Since this is a ranking problem, a natural class of learning models is to use the XGBRanker
in XGBoost
or LGBMRanker
in lightgbm
.
and here is my code using xgboost:
from sklearn.model_selection import GroupShuffleSplit
import xgboost as xgb
gss = GroupShuffleSplit(test_size=.40, n_splits=1, random_state = 7).split(df, groups=df['Class_ID'])
X_train_inds, X_test_inds = next(gss)
train_data = df.iloc[X_train_inds]
X_train = train_data.loc[:, ~train_data.columns.isin(['Class_ID','Student_Number','Score'])]
y_train = train_data.loc[:, train_data.columns.isin(['Score'])]

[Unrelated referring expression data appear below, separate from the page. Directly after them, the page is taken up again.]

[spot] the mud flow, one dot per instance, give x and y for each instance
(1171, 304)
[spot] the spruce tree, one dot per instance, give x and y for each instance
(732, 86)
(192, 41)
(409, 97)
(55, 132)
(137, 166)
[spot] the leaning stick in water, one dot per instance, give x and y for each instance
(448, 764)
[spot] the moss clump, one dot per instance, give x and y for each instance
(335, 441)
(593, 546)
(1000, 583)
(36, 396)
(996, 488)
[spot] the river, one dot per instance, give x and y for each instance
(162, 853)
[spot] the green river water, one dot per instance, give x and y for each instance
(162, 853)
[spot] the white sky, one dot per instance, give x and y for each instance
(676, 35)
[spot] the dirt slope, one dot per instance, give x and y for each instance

groups = train_data.groupby('Class_ID').size().to_frame('Class_size')['Class_size'].to_numpy()
test_data = df.iloc[X_test_inds]
X_test = test_data.loc[:, ~test_data.columns.isin(['Student_Number','Score'])]
y_test = test_data.loc[:, test_data.columns.isin(['Score'])]
model = xgb.XGBRanker(
tree_method='hist',
device='cuda',
booster='gbtree',
objective='rank:pairwise',
enable_categorical=True,
random_state=42,
learning_rate=0.1,
colsample_bytree=0.9,
eta=0.05,
max_depth=6,
n_estimators=175,
subsample=0.75
)
model.fit(X_train, y_train, group=groups, verbose=True)
def predict(model, df):
return model.predict(df.loc[:, ~df.columns.isin(['Class_ID','Student_Number'])])
predictions = (X_test.groupby('Class_ID')
.apply(lambda x: predict(model, x)))
The code works fine with reasonable predictive power. However, the output is a list of "relevance score" as opposed to a list of probabilities. But it seems both XGBRanker
and LGBMRanker
do not have the attribute predict_proba
that return the probability of getting the highest score in the class.
So my question is, is there any way to convert the relevance score
into probabilities or are there any other natural classes of ranking models that deal with these kind of problems?
Edit in this problem, I only care about the person who ends up the top of the class (or maybe the top 3) so the ranking isn't all that important (for example knowing student 4 ranks 11th and student 8 ranks 12 does not matter all that much), so I suppose one way is to use classification instead of ranking in xgboost. But I wonder is there any other way.
If you do not care about the score itself, but do care about who is the best in class, you should use ranker + binary classes as a target. Create a column "Is_first", and set it to 1 for the best students in each class and to 0 for the rest, then fit the ranker (not a classifier).
In this case the result is going to be be a value between 1 and 0, and model will consider all the students in class to predict who is the best. Not sure if result values will sum up to 1 for all the students in class (but you can write some code to normalize values if they do not sum up to 1).